2人の口論はサロンに着いてからもつづいていた… そのお陰でパーティは滅茶々々になった、、、
翌日、「エヴリー」は「ジョー」が「フロストル教授」の部屋にいるのをみつけると、「ジョー」を連れ帰ろうとした… 昨夜見せられなかった「デュヴァル」のデザインしたドレスを今夜発表することになっているからだが、一つには教授の野心を見抜いたからだった。

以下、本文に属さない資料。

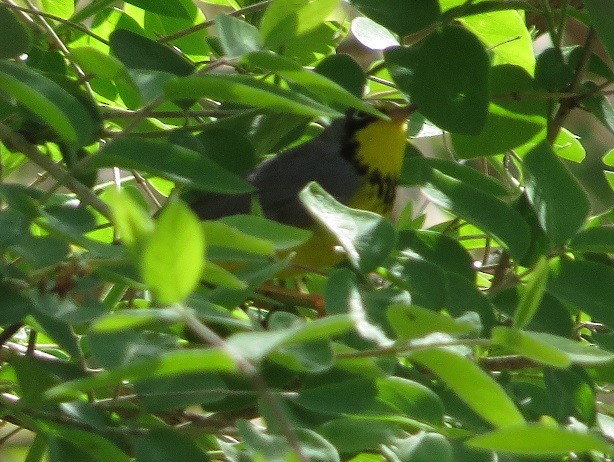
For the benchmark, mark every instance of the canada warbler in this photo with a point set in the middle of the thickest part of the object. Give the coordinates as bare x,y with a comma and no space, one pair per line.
357,159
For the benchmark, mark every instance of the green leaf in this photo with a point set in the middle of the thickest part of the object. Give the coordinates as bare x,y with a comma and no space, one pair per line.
372,35
511,122
237,37
534,440
164,444
532,294
139,52
284,20
366,237
165,365
424,447
14,305
403,17
504,34
489,213
62,8
94,61
321,329
438,249
470,176
559,201
246,91
172,8
92,444
578,352
355,434
595,239
255,346
446,76
57,108
321,87
582,284
169,161
552,73
351,395
411,399
174,255
599,11
221,234
16,39
131,221
282,237
598,105
345,72
567,146
472,385
123,320
524,344
174,393
410,321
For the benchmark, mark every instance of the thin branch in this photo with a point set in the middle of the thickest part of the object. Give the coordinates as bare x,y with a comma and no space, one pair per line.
63,21
244,366
247,10
411,347
567,105
58,42
61,175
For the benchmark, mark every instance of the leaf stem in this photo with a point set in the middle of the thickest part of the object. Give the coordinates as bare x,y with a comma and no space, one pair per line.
60,174
567,105
247,368
60,20
182,33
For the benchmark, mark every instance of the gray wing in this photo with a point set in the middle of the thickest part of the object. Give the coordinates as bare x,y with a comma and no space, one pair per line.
280,179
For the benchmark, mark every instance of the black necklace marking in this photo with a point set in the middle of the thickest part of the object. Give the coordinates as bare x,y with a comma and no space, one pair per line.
386,184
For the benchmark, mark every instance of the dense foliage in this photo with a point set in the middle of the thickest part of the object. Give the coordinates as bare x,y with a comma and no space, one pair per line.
482,335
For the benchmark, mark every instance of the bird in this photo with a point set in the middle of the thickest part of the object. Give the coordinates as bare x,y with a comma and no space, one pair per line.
357,159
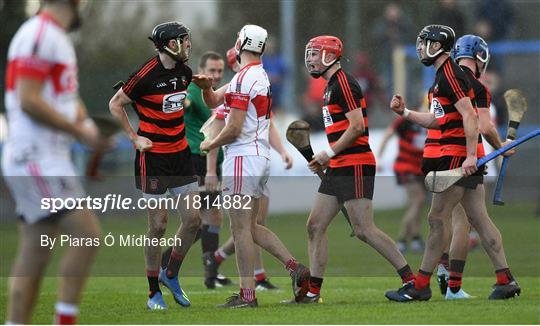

しかし、「ジョー」は「エヴリー」のそんな態度が気に入らず、絶対帰らぬといい張って喧嘩別れしてしまった… 「エヴリー」が帰ると教授は、「エヴリー」が見抜いたとおり、「ジョー」に愛を求めようとした、、、
彼女ははじめて教授の本心を悟り、部屋をとび出すと、「デュヴァル」のサロンへ急いだ… 難産だった、「ミス・クォリティ」はやっと誕生し、「エヴリー」と「ジョー」は結ばれた。
安心して観れるハッピーエンドの作品でしたね。
-----staff/cast-------------
監督:スタンリー・ドーネン
製作:ロジャー・イーデンス
脚本:レナード・ガーシュ
撮影:レイ・ジューン
音楽:ジョージ・ガーシュウィン
アドルフ・ドイッチ
出演:
フレッド・アステア
オードリー・ヘプバーン
ケイ・トンプソン
ミシェル・オークレール
スージー・パーカー -
どんな洋服も似合う素敵なオードリーとパリの街にうっとりで、
観ているだけで幸せな気持ちになりました。
撮影で使われた場所に、実際に行ってみたくなりますね。 -
オードリーがモデルとして美しく成長していく過程や、華麗なファッション。(ルーブル美術館の階段を、真っ赤なドレスで下りてくるシーンは、下を見られないので転落覚悟で臨んだそうです) フレッド・アステアとのダンスもかっこいいし、おいしいところが詰まった楽しい映画。